O Código de processo civil brasileiro de 1939 já previra o instituto da reclamação para impugnar a constituição do bem de família, e, com o advento da Lei 6.015, mantiveram-se os mesmos termos expressos do art. 649 desse Código processual. Com efeito, a exemplo do que afora dispõe o art. 264 da Lei 6.015, prescrevia o aludido Código de 1939 que, oferecida uma reclamação, ela se arquivasse no cartório, dela se entregando uma cópia ao instituidor, seguindo-se a suspensão do registro pretendido (caput do art. 651 do Código). O que se veio a acrescentar com o art. 264 da atual Lei de registros públicos foi o preceito de cancelamento da prenotação da escritura institutiva, restituindo-se esta ao solicitante.

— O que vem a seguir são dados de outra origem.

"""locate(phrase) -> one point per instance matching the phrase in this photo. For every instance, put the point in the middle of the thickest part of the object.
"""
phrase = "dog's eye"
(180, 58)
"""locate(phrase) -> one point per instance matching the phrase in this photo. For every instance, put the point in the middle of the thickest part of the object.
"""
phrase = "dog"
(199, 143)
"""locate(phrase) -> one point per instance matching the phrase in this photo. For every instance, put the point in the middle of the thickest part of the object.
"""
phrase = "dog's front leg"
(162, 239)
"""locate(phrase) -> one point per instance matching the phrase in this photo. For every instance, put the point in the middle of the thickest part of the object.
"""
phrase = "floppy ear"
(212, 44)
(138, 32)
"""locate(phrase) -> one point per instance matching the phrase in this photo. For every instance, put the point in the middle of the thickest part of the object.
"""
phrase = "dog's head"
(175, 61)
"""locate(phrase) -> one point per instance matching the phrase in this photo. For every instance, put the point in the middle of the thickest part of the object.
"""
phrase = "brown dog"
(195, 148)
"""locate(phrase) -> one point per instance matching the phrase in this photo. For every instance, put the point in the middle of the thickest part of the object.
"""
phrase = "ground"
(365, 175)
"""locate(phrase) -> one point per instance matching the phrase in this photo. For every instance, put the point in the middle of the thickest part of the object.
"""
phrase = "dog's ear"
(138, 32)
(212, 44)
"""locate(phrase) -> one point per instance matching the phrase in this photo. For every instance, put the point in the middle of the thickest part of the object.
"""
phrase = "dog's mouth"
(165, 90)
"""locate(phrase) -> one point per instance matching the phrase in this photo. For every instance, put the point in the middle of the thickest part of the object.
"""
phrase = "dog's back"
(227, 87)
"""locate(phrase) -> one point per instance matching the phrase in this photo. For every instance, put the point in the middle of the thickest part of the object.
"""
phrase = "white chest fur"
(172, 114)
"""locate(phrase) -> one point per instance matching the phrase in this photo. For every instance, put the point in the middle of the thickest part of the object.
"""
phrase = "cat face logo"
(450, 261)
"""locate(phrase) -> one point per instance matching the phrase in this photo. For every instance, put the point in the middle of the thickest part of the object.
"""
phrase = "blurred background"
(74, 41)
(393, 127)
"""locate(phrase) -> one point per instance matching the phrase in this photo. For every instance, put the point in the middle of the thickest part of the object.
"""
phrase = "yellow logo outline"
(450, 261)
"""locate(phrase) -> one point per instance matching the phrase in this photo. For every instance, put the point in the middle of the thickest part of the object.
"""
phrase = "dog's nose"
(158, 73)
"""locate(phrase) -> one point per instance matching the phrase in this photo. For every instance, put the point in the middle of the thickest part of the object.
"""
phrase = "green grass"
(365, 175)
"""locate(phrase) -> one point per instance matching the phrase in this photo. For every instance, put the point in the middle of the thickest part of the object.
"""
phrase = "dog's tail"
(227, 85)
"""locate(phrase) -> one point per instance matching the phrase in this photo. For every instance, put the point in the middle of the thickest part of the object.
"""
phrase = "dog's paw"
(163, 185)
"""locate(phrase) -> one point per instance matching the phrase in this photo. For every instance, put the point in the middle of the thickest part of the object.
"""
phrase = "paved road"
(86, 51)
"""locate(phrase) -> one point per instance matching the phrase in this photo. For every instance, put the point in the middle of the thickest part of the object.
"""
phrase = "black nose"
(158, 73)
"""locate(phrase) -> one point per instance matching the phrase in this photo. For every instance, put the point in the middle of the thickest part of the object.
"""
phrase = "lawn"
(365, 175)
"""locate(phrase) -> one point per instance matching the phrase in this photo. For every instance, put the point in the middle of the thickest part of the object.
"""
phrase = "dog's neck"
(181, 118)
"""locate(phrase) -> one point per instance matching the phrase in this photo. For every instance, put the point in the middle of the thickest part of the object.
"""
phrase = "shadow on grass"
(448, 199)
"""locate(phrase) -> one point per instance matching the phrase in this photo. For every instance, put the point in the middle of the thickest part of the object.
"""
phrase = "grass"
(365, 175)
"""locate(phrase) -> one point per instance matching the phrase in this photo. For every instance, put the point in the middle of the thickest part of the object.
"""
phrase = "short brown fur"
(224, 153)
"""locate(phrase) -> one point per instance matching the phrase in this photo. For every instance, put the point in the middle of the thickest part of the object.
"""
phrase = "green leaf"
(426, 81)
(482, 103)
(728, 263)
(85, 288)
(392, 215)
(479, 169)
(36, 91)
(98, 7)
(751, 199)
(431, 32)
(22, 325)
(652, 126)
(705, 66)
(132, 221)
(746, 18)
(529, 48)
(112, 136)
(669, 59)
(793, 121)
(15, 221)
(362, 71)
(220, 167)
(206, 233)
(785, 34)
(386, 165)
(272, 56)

Desta maneira, apresentada de modo tempestivo uma reclamação (ou impugnação, como a nomeia Serpa Lopes), é controverso (voltaremos ao tema logo adiante) competir ao registrador avaliar-lhe o mérito, somente lhe cabendo, diz Ademar Fioranelli, verificar a tempestividade: “Basta haver reclamação, por mais absurda ou infundada que seja, para propiciar o cancelamento da prenotação”. E prossegue esse registrador paulista: “Em nosso entender, seria correto tão somente sustação do registro, sem prejuízo da validade da prenotação”.
Eventual falta de reclamação oportuna não prejudica, de qualquer sorte, credor algum, que não perde “seu direito de fazer penhorar o bem de família, se a sua dívida era anterior à instituição” (Carvalho Santos); assim também é a lição de Serpa Lopes: “Ao credor ficam, então, esses dois caminhos: ou empreende a ação necessária para anular a instituição ou promove a penhora do imóvel (…)”.
De lege ferenda, parece bem a sugestão de Ademar Fioranelli, qual a de, alterando-se a parte final do art. 264 da Lei 6.015/1973, afastar-se a referência ao cancelamento da prenotação, desde que se estabeleça um prazo, com ressonância na subsistente eficácia do protocolo, para que o instituidor possa providenciar a supletiva atuação judicial-administrativa ꟷque, hoje, não tem prazo assinado em lei (§ 1º do art. 264: “ O instituidor poderá requerer ao Juiz que ordene o registro, sem embargo da reclamação”).
Parece deva considerar-se implicitado na regra do caput do art. 264 da Lei 6.015 a competência qualificadora do registrador para apreciar a admissibilidade e a pertinência da reclamação ou impugnação, exatamente porque, efetivado que venha a ser o registro pretendido, insista-se, nenhum prejuízo advirá ao credor, mas, recusado esse registro e cancelada a prenotação, assim o observou Valmir Pontes, aparenta ser injusto que, “em razão de mera oposição de terceiro, muitas vezes infundada ou fruto de malícia, erro grosseiro, capricho ou emulação, se deixem o instituidor e sua família expostos a execuções judiciais depois de haver apresentado ao oficial a escritura pública de instituição do bem de família”.
Cabe acrescentar, com saliência, que diante do simples fato da reclamação oferecida não deixam de estar presentes, no processo constitutivo do bem de família, os pressupostos anteriores já examinados na qualificação registral positiva proferida pelo registrador. Somente do conteúdo da reclamação apresentada é que pode emergir alguma coisa contra qualificação positiva precedente, e, pois, não parece faltar à razoabilidade entender admissível o controle material da reclamação pelo registrador.